This week’s price collapse is also just the latest in Bitcoin’s long history of crashes, which have defined the currency since it launched in 2009. Other notable setbacks include a fall from $29 to $2 in 2011, and the popping of the 2017 bubble, which saw Bitcoin bottom out near $3,000 after hitting a then-record high of nearly $20,000.

The current price retreat does not appear to be tied to a specific event but seems instead the result of a combination of profit-taking and simple financial gravity. Bitcoin first broke $20,000 in December and has since been on a dizzying run that saw it eclipse $40,000 last week.

All of this led Bank of America to speculate that the current Bitcoin run is “the mother of all bubbles.” Other voices of caution include the U.K. financial regulator, FCA, which issued an unusual warning on crypto investments that noted, “If consumers invest in these types of product, they should be prepared to lose all their money.”

The FCA warning did not appear to be directed at Bitcoin but rather at the broader cryptocurrency environment, which has long been marred by fly-by-night companies and outright scams.

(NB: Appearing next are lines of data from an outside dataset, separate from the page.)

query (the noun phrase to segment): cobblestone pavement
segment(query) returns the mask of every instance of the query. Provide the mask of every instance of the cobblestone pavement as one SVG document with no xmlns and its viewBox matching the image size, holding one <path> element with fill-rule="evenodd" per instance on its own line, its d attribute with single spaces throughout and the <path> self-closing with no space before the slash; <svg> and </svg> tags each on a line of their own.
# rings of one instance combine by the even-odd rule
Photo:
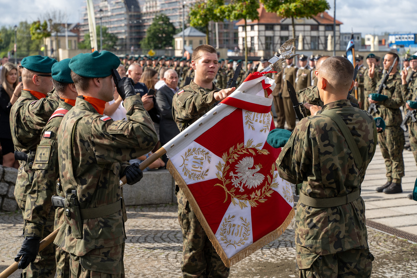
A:
<svg viewBox="0 0 417 278">
<path fill-rule="evenodd" d="M 176 205 L 130 207 L 125 268 L 128 278 L 181 276 L 182 236 Z M 13 261 L 21 244 L 21 216 L 0 214 L 0 270 Z M 376 257 L 372 277 L 417 277 L 417 244 L 369 228 Z M 294 220 L 278 239 L 233 266 L 230 277 L 298 277 Z M 16 272 L 10 277 L 19 277 Z"/>
</svg>

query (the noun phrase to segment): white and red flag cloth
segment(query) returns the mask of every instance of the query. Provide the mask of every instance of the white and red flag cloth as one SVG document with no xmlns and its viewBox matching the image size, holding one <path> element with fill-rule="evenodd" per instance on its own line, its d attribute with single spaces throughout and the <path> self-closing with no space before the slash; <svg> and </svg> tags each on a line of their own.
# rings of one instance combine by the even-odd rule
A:
<svg viewBox="0 0 417 278">
<path fill-rule="evenodd" d="M 168 168 L 228 267 L 278 238 L 294 216 L 292 185 L 275 164 L 281 149 L 266 142 L 275 86 L 250 75 L 163 146 Z"/>
</svg>

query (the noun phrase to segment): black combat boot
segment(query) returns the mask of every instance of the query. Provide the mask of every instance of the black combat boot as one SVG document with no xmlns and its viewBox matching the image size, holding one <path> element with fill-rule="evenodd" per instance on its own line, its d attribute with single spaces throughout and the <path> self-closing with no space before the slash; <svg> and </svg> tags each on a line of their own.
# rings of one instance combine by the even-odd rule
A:
<svg viewBox="0 0 417 278">
<path fill-rule="evenodd" d="M 402 188 L 401 187 L 401 183 L 392 182 L 391 183 L 391 185 L 384 189 L 382 192 L 386 194 L 401 193 L 402 192 Z"/>
<path fill-rule="evenodd" d="M 384 190 L 384 189 L 391 185 L 392 182 L 392 181 L 387 181 L 387 183 L 382 185 L 382 186 L 377 187 L 376 190 L 377 190 L 377 192 L 382 192 Z"/>
</svg>

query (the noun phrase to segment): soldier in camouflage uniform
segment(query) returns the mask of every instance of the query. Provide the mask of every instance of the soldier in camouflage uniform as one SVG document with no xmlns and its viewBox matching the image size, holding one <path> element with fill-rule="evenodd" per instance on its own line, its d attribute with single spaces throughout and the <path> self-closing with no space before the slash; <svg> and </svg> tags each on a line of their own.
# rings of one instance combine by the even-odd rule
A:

This week’s price collapse also seems to have had a knock-on effect on public companies with exposure to crypto prices. These include Riot Blockchain, which builds software for crypto firms, and security firm MicroStrategy, which has bought hundreds of millions of dollars’ worth of Bitcoin for its corporate treasury. Shares of the two firms were down over 20% and 10%, respectively, on Monday.

The news is not all bad for crypto fans. Last week, J.P. Morgan predicted the price of Bitcoin could hit $146,000 as more big firms embrace it as an alternative to gold. Meanwhile, longtime bulls—some of whom have likened Bitcoin to the indestructible honey badger—are likely to regard the current price swoon as an inevitable correction rather than an existential threat.